Dr. Binion added: "The Boies/Olson strategy could be to get a sympathetic judgment from the 9th Circuit, indeed possible if they draw the right judges, then worry about what will happen (i.e. the S. Ct. would then likely take the case.) If the 9th Circuit holds that Prop 8 violates the US Constitution (perhaps both on Equal Protection and substantive Due Process grounds, then it would be the law for all of the 9th Cir. states unless/until the S.Ct. reverses or "stays" the ruling, while it decides whether to grant cert."

I'm not happy that these two presumably straight white men did not seem to collaborate with the leading voices in the movement in taking their actions. It makes me wonder if they are seeking to be the heros themselves or seek the best path to victory with those who have been walking it for a long time.

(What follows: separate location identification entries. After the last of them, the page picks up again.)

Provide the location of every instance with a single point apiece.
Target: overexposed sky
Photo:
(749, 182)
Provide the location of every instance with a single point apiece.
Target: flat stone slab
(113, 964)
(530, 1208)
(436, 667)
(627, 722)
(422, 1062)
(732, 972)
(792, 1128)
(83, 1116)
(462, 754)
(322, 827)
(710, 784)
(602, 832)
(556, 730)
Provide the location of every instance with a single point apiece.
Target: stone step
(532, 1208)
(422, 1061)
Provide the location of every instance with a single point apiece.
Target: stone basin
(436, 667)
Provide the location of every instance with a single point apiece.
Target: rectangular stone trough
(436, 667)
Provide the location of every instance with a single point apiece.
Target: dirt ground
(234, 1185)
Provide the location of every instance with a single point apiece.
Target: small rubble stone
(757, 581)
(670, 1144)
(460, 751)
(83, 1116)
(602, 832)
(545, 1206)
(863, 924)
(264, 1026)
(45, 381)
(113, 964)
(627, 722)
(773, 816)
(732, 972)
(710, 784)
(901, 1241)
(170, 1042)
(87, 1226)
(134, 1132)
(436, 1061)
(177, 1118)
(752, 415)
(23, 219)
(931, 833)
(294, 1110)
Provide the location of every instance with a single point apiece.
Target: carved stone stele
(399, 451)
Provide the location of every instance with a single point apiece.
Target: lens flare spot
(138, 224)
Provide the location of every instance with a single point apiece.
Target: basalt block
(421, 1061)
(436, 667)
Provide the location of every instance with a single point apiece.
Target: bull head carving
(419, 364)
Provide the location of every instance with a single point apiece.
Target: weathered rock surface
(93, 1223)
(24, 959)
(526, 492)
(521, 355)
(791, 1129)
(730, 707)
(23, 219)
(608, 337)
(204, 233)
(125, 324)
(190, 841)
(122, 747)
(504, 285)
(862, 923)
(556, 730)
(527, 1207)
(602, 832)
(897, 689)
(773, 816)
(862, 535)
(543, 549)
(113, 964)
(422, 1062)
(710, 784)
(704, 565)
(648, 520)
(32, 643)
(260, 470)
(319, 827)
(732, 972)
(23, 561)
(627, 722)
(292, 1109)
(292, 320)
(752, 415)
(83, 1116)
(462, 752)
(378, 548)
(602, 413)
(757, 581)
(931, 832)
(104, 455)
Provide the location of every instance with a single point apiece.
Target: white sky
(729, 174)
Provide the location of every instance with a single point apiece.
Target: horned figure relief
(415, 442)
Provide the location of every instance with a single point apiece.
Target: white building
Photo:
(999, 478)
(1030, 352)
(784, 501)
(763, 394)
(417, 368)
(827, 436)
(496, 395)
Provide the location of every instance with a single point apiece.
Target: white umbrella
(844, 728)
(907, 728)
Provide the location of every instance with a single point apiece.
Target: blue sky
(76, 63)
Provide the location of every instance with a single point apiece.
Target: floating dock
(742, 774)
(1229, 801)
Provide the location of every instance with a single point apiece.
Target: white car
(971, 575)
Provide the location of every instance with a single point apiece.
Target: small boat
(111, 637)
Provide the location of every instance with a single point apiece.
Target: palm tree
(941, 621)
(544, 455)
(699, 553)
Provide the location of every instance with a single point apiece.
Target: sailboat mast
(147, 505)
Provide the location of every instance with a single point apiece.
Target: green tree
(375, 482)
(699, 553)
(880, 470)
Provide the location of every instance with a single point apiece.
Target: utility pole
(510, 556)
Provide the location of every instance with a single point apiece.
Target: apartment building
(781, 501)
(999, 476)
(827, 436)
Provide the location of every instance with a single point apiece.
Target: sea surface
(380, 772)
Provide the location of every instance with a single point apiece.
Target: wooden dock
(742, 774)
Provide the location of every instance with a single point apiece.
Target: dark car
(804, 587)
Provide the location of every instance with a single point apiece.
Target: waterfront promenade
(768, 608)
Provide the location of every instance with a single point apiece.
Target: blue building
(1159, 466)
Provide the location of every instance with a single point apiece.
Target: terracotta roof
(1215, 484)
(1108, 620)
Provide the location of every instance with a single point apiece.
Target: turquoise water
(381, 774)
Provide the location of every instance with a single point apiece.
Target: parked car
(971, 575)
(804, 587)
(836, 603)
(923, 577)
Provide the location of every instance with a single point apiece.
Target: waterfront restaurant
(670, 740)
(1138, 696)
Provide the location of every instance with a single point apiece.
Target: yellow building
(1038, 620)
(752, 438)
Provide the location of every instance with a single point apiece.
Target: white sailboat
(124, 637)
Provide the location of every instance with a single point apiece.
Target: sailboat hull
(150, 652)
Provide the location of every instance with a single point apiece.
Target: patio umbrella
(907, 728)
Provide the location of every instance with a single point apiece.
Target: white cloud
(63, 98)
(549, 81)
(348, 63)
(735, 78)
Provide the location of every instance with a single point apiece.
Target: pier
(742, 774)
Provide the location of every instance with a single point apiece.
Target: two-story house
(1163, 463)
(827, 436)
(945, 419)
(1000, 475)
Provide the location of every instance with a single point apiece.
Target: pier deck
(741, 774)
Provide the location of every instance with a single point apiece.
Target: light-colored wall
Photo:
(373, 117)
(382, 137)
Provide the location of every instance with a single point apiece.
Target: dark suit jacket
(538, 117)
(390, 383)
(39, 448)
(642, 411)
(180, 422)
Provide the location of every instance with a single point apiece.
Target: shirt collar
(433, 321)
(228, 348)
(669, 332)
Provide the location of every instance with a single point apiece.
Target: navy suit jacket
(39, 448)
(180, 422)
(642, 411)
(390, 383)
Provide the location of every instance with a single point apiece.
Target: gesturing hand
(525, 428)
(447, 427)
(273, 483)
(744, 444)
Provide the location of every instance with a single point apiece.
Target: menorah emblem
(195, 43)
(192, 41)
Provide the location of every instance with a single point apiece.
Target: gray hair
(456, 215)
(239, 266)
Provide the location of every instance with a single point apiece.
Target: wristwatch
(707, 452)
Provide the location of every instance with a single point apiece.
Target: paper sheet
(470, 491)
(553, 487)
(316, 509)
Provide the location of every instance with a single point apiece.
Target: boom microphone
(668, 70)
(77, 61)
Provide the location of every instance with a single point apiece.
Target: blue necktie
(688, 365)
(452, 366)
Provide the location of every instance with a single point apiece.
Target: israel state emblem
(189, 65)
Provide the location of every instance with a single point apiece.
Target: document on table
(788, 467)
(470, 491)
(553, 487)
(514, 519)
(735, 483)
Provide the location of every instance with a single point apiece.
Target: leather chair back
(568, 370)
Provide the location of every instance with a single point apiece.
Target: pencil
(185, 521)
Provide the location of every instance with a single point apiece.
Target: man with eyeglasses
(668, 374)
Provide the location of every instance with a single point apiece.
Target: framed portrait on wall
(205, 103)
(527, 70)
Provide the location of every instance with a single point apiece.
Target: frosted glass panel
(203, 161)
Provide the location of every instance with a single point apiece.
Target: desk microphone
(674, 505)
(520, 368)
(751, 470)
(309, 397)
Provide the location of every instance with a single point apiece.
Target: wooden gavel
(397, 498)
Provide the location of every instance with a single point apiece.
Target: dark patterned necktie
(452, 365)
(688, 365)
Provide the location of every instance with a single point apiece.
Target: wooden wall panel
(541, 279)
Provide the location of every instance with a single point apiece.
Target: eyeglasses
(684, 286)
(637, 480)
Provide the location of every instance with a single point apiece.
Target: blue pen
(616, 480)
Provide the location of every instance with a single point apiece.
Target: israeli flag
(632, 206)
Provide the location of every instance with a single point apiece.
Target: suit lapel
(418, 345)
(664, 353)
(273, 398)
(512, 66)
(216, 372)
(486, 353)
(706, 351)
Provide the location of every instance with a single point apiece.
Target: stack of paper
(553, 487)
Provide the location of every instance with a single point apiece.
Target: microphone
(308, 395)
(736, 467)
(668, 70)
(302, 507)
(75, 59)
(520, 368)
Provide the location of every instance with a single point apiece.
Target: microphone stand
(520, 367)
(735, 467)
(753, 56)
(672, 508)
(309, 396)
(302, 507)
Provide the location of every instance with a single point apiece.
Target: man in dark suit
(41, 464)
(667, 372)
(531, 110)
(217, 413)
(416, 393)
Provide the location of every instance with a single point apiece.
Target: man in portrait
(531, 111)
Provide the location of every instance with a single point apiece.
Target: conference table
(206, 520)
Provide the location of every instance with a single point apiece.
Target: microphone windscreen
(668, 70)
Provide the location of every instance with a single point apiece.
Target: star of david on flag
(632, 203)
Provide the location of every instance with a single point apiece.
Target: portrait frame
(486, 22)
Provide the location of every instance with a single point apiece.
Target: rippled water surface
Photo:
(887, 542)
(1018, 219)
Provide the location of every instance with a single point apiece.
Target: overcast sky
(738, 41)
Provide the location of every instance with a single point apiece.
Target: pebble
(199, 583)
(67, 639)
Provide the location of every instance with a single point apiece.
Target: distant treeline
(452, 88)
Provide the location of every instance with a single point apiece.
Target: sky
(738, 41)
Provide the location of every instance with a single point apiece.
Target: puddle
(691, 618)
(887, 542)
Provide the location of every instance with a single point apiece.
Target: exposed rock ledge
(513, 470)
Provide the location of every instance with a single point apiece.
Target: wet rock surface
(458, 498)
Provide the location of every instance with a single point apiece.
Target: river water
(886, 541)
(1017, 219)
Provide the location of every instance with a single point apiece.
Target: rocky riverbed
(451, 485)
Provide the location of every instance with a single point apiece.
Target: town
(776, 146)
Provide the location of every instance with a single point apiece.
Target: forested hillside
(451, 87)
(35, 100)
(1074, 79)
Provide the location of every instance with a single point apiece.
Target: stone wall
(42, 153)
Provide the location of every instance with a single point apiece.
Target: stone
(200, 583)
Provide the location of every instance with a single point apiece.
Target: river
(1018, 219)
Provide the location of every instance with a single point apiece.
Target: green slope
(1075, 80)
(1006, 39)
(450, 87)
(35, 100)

CA S. Court's Deference to Voters

Many agree that it's easy for voters to amend the California constitution.

I used to think that a lack of clarity in the legislative process on what was a revision and what was an amendment was the problem, but now I think it's the CA S. Court's own fault.

This LA Times article outlines how the Court defines it, saying that
UC Davis law professor Vikram Amar agreed, saying the court defined an illegal revision as a measure that changes the structure of government, not one that takes away individual rights.
In her separate concurring opinion, Associate Justice Kathryn Mickle Werdegar said that the ruling's definition of revision was too inflexible.

And get this, from Bruce Cain at UC Berkeley
While there is in principle an important legal distinction between a revision and an amendment with respect to the quantity and quality of proposed changes, the reality is that the California courts have not been very concerned about enforcing the line between them.
Cain also pointed out that even Prop 140, which imposed term limits on the state legislature, was not considered a major change.

In the May 27, 2009 ruling upholding Prop 8, Chief Justice wrote:
"If the process for amending the constitution is to be restricted, this is an effort that the people themselves may undertake."
This seems ludicrous. Will the voters really vote to give themselves less power?

Conclusion: While the Court acted boldly in May's decision allowing same-sex marriages, let's not expect much more from them in terms of protections of minority rights; they will defer to the voters every time. And as such, they are not an adequate check or balance against the tyranny of the majority.